@reisse is 100% right. Most people outside of heavily censored regions have no clue what technology is actually used in those countries. The well-known, well-established providers don't actually work in censored regions because:

1) The problem is very difficult and requires a lot of engineering resources 2) It's very hard to make money in these countries for many reasons, including sanctions or the government restricting payments (Alipay, WeChatPay, etc)

The immediate response would be: "If the problem is so difficult, how can it be solved if not be well-known, well-established providers?"

The answer is simple: the crowdsourcing power of open source combined with billions of people with a huge incentive to get around government blocking.

> It's very hard to make money in these countries for many reasons

Tor and I2P, for example, don't actually make money anywhere. Which is not to say that they work for any of the users in all of these places, or for all of the users in any of these places.

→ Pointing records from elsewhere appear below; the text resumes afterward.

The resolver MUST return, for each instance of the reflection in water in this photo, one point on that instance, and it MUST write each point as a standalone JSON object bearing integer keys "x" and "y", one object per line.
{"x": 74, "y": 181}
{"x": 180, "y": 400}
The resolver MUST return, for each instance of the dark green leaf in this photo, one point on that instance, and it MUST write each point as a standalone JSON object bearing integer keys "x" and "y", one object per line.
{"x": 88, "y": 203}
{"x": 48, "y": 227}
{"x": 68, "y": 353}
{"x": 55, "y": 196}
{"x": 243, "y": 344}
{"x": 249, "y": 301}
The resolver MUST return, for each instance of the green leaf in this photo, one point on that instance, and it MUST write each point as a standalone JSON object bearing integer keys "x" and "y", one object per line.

> The answer is simple: the crowdsourcing power of open source combined with billions of people with a huge incentive to get around government blocking.

The actual answer is that (a) they're using so many different weird approaches that the censors and/or secret police can't easily keep up with the whack-a-mole, and (b) they're relying on folklore and survivorship bias to tell them what "works", without really knowing when or how it might fail, or even whether it's already failing.

Oh, and most of them are playing for the limited stakes of being blocked, rather than for the larger stakes of being arrested. Or at least they think they are.

Maybe that's "solving" it, maybe not.

You're dramatically underestimating the sophistication of these groups. Think about it: these people are risking their freedom by working on this technology in any capacity. They are not naive to the risks of the work nor are they naive to the technical threats facing the software. In fact, the opposite is true. Western VPN companies are very much naive because the risks their users face are much less severe, and at a technical level they don't require anywhere near the same level of sophistication. They're primarily just WireGuard and OpenVPN, which are trivial for censors to block.

Tor is great, and they do great research on censorship circumvention, but it isn't used at any significant scale in these countries.